Summary: Claimants are working hard to establish the groundrules for making environmental claims against UK parent companies in connection with activities of their overseas subsidiaries. UK based companies with overseas environmental exposures, particularly in developing countries, should be monitoring developments in this area.

Much has been written in recent days about the judgment of the Court of Appeal on 14 February 2018 in Okpabi and others v Royal Dutch Shell Plc (“RDS”) and Shell Petroleum Development Company of Nigeria Ltd (“SPDC”).

In the case, 42,500 individuals living in Nigeria were claiming damages from RDS (the parent company in the Shell group of companies, and incorporated in the UK) and SPDC (its Nigerian operating subsidiary, incorporated in Nigeria) in respect of oil spills in and around the Niger delta for which they said the defendants are responsible.

RDS applied for orders declaring that the Court had no jurisdiction to try the claims, or should not exercise such jurisdiction as it had. RDS won in the High Court, but the claimants appealed. By a majority, the Court of Appeal dismissed the appeal. The Court of Appeal decided that the claimants could not demonstrate a properly arguable case that RDS owed them a duty of care. With RDS safe from proceedings, the court would not then hear a claim against Nigerian incorporated SPDC on its own.

It is not always the case that a parent company owes no duty of care to those affected by the operations of a foreign subsidiary. The relevant test involves consideration of foreseeability, proximity and reasonableness, and its application will have different results in different cases. Indeed, the court found to the contrary last year in the case of Lungowe and others v Vedanta Resources plc and Konkola Copper Mines Plc.

The commentary on the RDS and Vedanta case thus far has centred largely on what parent companies in the UK can do to try to ensure that, when the relevant tests are applied, they are not exposed to proceedings here for injury or harm stemming from the local activities of their overseas subsidiaries. As they do so, they need to bear in mind that this is an unsettled area of law that may be subject to further appeals.

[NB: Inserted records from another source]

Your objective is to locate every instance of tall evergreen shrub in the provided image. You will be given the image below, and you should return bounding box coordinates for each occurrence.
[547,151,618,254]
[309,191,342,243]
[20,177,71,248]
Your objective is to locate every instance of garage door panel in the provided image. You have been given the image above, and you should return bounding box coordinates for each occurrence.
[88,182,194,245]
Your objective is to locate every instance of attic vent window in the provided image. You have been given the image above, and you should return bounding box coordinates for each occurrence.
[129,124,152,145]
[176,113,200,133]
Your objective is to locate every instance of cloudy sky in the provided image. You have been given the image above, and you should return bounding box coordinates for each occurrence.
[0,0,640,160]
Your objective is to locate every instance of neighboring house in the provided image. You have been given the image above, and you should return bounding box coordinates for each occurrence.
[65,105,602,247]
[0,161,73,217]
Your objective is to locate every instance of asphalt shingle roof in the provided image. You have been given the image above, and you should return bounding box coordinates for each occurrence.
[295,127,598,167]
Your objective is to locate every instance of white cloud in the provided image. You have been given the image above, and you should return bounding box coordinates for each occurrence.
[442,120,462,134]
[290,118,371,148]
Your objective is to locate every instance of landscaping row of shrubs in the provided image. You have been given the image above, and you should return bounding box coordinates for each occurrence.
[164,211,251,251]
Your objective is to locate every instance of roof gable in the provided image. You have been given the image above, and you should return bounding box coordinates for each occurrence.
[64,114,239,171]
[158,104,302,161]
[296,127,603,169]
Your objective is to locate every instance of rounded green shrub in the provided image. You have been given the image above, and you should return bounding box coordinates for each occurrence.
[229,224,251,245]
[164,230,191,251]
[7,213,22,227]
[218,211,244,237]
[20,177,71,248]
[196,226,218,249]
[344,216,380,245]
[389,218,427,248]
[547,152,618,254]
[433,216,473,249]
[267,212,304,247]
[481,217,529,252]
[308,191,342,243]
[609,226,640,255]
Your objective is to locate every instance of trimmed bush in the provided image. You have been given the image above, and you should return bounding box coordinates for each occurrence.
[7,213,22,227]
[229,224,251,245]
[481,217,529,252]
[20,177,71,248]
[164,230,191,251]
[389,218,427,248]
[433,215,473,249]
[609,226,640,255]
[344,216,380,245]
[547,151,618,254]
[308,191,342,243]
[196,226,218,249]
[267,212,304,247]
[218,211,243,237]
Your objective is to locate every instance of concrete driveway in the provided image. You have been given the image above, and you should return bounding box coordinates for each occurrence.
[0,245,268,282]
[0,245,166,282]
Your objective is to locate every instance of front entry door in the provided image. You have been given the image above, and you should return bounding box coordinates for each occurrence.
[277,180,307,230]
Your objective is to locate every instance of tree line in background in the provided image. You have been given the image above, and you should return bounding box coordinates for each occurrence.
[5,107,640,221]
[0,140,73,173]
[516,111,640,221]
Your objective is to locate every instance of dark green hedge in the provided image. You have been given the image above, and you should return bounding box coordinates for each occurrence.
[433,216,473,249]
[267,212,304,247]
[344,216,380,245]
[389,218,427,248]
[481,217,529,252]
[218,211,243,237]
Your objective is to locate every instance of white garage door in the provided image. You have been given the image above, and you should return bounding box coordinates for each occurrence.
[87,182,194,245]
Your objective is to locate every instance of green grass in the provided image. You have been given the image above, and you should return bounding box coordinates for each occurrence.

What has been largely absent from commentary thus far is a warning to parent companies that, where they are allowed to proceed here, claims of this nature are unlikely to be in any way straightforward or routine to defend. This is because:

  • First, the numbers of claimants and the damages claimed could be very significant. The RDS and Vedanta cases (and indeed the earlier case of Motto and others v Trafigura) indicate that large numbers of claimants (often well into the thousands) in the countries where pollution is alleged come forward, and together their claims can amount to multi-millions in damages.
  • Second, rather more commercial pressure can be brought to bear on defendants to reach settlements on damages and costs than might otherwise be the case. In these high value cases, the claimants can usually afford to pay the premium for After-the-Event insurance (which transfers the risk of claimants having to pay the defendant’s costs if the claimants lose to an insurer) and are thus less burdened by the usual costs risk.

    There have been fewer environmental claims in the UK generally since the Jackson reforms of 2013 started to bite. However, parent companies in the UK should not let this lull them into a false sense of security. Where jurisdiction over a claim against a UK incorporated parent companies in connection with the activities of overseas subsidiaries is accepted, claimants and claimant lawyers could hold a strong tactical hand. Parent companies in the UK should take the possibility of these claims seriously and act accordingly.